Most of Kenya's post-election violence has been in isolated places, far from where tourists stay. But several local people were hacked or clubbed to death in Narok, a gateway to the reserve, during attacks involving Maasai tribesmen.

Last year, Kenya earned more than $1 billion from tourism for the first time. Most lodges in the Mara had already penciled in 90 percent bookings for much of the first six months of 2008. Less than a third of rooms are filled.

Riton Ole Naigero, 60, has lost more animals recently than anyone in the area: seven cows and three donkeys that would once have been worth more than $1,500 from the compensation scheme.

He lives with other Maasai high on the escarpment, where zebras, gazelles and other animals come to graze in the rainy season. They mingle with domestic cattle, and at night lions and leopards follow them up and kill both.

"I am asking the world to help the Conservancy so that it can help us locals deal with the problem," Naigero told Reuters through a translator, pinching snuff from a plastic wrap as he sat on a stool near his now-empty thorn bush enclosure.

As well as suspending the compensation scheme, the Conservancy has had to cut back on anti-poaching patrols since January, and halt work on various improvements around the park.

"We're absolutely on our last legs," said staff member Will Deed. "The rangers we have are just working on trust that they're going to get paid."

BUSH MEAT

Around a quarter of a million people were uprooted by the ethnic violence, and tens of thousands are still homeless. This has driven up demand for cheap "bush meat" like hippo and buffalo, found in the Maasai Mara.

Poachers sneak into the reserve after dark, aware that the authorities have had to stop more expensive night patrols.

Leading a squad of rangers through thickets where poachers have been known to hide, Senior Sergeant John Olarikoni, 44, cocks his rifle and keeps an eye out for dangerous animals.
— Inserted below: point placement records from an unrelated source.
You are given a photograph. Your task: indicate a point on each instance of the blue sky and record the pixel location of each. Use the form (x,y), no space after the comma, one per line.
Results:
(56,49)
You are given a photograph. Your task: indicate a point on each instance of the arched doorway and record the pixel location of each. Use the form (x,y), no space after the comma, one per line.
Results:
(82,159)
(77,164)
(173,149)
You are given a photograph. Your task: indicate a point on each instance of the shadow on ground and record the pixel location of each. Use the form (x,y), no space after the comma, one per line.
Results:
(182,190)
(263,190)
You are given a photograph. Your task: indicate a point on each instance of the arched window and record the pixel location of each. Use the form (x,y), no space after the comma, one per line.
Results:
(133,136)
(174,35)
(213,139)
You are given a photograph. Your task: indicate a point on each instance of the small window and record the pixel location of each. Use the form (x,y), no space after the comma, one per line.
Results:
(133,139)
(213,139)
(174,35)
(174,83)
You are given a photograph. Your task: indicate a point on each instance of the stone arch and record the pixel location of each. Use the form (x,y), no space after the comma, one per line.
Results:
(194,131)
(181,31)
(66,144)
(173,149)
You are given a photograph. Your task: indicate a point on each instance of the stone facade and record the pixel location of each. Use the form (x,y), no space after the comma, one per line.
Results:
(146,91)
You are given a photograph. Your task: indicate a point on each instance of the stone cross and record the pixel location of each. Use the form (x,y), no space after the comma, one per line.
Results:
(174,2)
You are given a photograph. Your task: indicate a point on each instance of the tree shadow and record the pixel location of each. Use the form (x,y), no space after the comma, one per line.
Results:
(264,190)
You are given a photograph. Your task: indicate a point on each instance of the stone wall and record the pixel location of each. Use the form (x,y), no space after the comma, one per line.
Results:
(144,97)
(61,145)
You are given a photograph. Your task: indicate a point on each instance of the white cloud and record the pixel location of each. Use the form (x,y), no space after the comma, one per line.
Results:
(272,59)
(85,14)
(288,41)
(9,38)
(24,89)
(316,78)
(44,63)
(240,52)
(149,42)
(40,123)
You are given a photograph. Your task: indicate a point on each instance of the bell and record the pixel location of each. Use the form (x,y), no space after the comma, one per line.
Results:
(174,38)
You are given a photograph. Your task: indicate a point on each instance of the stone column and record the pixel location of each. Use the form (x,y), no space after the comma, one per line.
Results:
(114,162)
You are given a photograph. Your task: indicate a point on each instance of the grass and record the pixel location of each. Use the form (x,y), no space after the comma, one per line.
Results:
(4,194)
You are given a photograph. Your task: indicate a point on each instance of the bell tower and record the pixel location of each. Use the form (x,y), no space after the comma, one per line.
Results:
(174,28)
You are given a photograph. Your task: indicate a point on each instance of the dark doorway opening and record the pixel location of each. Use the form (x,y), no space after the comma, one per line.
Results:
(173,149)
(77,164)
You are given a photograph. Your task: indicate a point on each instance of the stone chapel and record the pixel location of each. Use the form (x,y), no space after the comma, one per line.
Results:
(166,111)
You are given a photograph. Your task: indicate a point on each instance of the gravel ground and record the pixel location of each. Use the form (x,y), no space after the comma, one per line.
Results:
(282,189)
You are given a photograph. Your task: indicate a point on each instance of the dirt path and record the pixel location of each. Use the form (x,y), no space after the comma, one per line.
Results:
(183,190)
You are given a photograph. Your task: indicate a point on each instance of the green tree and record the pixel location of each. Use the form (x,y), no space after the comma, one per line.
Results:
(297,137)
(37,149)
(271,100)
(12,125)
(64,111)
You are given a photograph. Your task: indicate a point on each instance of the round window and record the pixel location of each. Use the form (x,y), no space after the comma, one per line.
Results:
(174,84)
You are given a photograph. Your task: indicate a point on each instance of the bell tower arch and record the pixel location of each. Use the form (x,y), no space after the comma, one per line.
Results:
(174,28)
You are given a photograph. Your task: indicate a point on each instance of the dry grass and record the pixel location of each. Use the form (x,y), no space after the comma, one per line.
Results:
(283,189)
His men know poachers might be hidden in the vast expanse of waving golden grass and flat-topped acacia trees. A Reuters reporter finds a wire snare within minutes.

"We're struggling to make sure we arrest (the poachers)," said Olarikoni, sitting next to a pile of animal skulls at his Ngiro-Are base camp in "Cobra Corner," the isolated western extremity of the park.

"If we don't, they'll kill and finish all the animals."

It can be a very dangerous task. While the poachers normally only carry spears, gangs of cattle rustlers armed with assault rifles sometimes cross through the reserve from Tanzania to raid livestock on the escarpment.

Pursuing those thieves and helping the Maasai recover their cows had been an effective, if perilous, way for the rangers to encourage the Maasai to support conservation and tourism.

Those kinds of operations are also now in jeopardy.

"We have to mount a campaign to persuade people that this country is perfectly safe again," said Brian Heath, head of the Mara Conservancy. "There's no risk to tourists, and the national parks and game reserves are as secure a place as you can go."

But the breakdown in political talks this week -- and return of violent protests -- makes that a hard story to sell.

Heath's organization has won some support from Kenyan firms and raised about $85,000 with online appeals including a blog by a veteran ranger (http://www.maratriangle.wildlifedirect.org).

But it remains in financial crisis, with potentially dire consequences for relations between locals and wildlife, and for tourism and the long-term health of the Kenyan economy.